Marvelous stirred his tea about, dropping in a cube of sugar before taking a sip. "It's very kind of you to say so. I would be lying if I didn't confess a certain appreciation for beautiful things." Little Lovely looked away, a small smile playing upon her lips as he cast a sly glance in her direction.

"As it happens," he said, returning his cup to his saucer, "you've reminded me of an important matter, Mr. Carver." Gently placing his tea upon the table, he turned, and with slow and careful motions, lifted a small brown pouch from his saddlebags. Little Lovely and her father watched intently as, with a crinkle of tissue paper and a delicate tinkle of porcelain, he drew from the bag a fine, white teacup, its thin walls and handle woven about with flowering golden vines.

"T-that's the one I –"

"A gift," he said, delicately placing it down before her. "It was just as I said, a very simple repair."

She turned it about in her hooves, never lifting it far from the table. Each tiny fragment had been perfectly restored, and not a single crack could be seen on the glistening surface. "It's as good as new," he added.

But Little Lovely shook her head. "No."

"No?"

"Before it w-was just a cup. It was very pretty, of course. But-but this one … this is the one that you made." Her eyes, lifted with some effort away from the pristine glimmer of her gift, seemed to almost glimmer themselves as they fell once more on Marvelous. "This one is so much better than the other."
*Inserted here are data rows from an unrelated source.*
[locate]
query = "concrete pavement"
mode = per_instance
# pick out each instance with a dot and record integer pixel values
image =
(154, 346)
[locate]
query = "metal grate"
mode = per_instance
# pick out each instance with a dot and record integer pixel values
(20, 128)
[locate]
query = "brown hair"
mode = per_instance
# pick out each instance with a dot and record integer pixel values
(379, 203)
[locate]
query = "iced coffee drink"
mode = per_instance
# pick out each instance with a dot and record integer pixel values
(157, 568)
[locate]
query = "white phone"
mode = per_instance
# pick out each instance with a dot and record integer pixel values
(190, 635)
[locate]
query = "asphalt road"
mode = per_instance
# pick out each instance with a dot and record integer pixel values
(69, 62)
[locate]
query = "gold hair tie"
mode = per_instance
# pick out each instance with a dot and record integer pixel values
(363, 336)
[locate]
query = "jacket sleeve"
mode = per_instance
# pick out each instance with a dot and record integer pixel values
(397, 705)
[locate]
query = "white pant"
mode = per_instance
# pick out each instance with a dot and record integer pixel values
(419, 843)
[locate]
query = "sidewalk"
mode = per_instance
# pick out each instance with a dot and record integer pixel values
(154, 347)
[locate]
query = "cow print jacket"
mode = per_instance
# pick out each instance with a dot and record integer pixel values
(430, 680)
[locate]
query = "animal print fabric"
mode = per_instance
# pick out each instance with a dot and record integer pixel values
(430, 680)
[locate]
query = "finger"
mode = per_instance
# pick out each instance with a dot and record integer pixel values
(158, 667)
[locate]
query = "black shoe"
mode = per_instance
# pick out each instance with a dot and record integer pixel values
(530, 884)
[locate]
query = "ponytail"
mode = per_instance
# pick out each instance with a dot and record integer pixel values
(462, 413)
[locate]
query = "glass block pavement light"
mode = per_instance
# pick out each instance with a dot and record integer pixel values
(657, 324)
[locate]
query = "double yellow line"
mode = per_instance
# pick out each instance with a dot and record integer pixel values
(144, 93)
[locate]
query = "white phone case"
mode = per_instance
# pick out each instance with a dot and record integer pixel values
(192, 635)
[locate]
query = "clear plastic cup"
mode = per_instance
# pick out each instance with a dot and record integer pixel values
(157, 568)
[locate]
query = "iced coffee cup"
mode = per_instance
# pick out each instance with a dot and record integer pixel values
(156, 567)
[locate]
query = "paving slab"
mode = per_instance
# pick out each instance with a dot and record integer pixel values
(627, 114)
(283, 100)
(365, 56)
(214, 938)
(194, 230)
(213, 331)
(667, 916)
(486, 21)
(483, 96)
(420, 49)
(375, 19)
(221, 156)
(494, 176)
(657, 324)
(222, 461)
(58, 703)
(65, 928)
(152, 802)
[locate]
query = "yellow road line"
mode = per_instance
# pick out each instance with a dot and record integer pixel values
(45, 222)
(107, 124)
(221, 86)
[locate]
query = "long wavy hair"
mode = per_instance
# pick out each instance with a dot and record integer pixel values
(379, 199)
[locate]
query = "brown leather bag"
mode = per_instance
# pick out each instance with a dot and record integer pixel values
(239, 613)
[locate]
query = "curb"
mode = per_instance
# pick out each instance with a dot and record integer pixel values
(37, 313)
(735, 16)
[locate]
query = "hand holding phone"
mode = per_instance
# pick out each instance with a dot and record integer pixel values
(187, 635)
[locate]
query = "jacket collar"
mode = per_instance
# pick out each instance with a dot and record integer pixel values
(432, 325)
=-=-=-=-=-=-=-=-=-=-=-=-=-=-=-=-=-=-=-=-=

The two of them strolled together along the path separating Mr. Carver's field from the neighboring farm. Long, twisting waves blew across the prairie grasses, greens and browns and flecks of wildflower color all swaying beneath the sleepy afternoon clouds.

Little Lovely closed her eyes and lifted her face into the breeze. "It feels good, doesn't it?" Her golden mane was dancing in the wind, a flowing river glowing against the horizon. "Being alive, I mean."

He felt the wind pressing against every inch of his skin, heard its gentle flow in his ears. As he breathed, he realized that he could feel the beat of his heart.

She turned her eyes to him – her eyes that were like pale reflections of the soft silver sky.

He tasted her kiss, a startling sweetness on his lips; he felt the spark that lit in his belly and he smelled the delicate, flowery perfume that rose from her skin and mixed with the summer air.